Kedua, keprihatinan Asia harus memberi jeda bagi mereka yang cenderung berkompromi dengan Rusia dengan merundingkan perdamaian—dan memaksakannya di Ukraina—yang akan menghargai agresi sebagai harga untuk mengakhiri perang, meskipun hanya untuk sementara. Kedalaman keprihatinan tentang integritas tatanan berbasis aturan, dan implikasinya, keamanan yang tidak terpisahkan, mengingatkan pada pernyataan delegasi Haiti pada debat Liga Bangsa-Bangsa tentang invasi Italia ke Abyssinia pada tahun 1935: jangan lupa hari ini kita mungkin menjadi Abyssinia seseorang.”

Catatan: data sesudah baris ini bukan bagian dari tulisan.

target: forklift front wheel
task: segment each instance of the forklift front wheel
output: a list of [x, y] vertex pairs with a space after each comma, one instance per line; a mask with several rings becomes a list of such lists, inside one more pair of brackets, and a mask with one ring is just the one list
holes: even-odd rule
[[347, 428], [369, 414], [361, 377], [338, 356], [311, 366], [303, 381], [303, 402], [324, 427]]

Banyak negara bagian kecil mengindahkan panggilan itu, tetapi negara bagian besar yang paling penting tidak. Tanggapan mereka yang tidak memadai terhadap invasi Mussolini – upaya untuk merundingkan pembagian Abyssinia dan menghindari penerapan sanksi terberat – tidak hanya gagal, tetapi juga mendorong agresor lain dan membuka jalan menuju Perang Dunia II. Beberapa orang di Eropa dewasa ini tampaknya tertarik pada kompromi serupa. Orang lain di Asia, meski jauh, melihat masalah dengan lebih jelas. Ketika para pemimpin Prancis, Jerman, dan Italia mengunjungi Kyiv untuk pertama kalinya dan bertemu dengan Zelensky, mata kedua benua mengawasi dengan saksama.
Artikel ini pertama kali diterbitkan oleh Institut Internasional untuk Studi Strategis.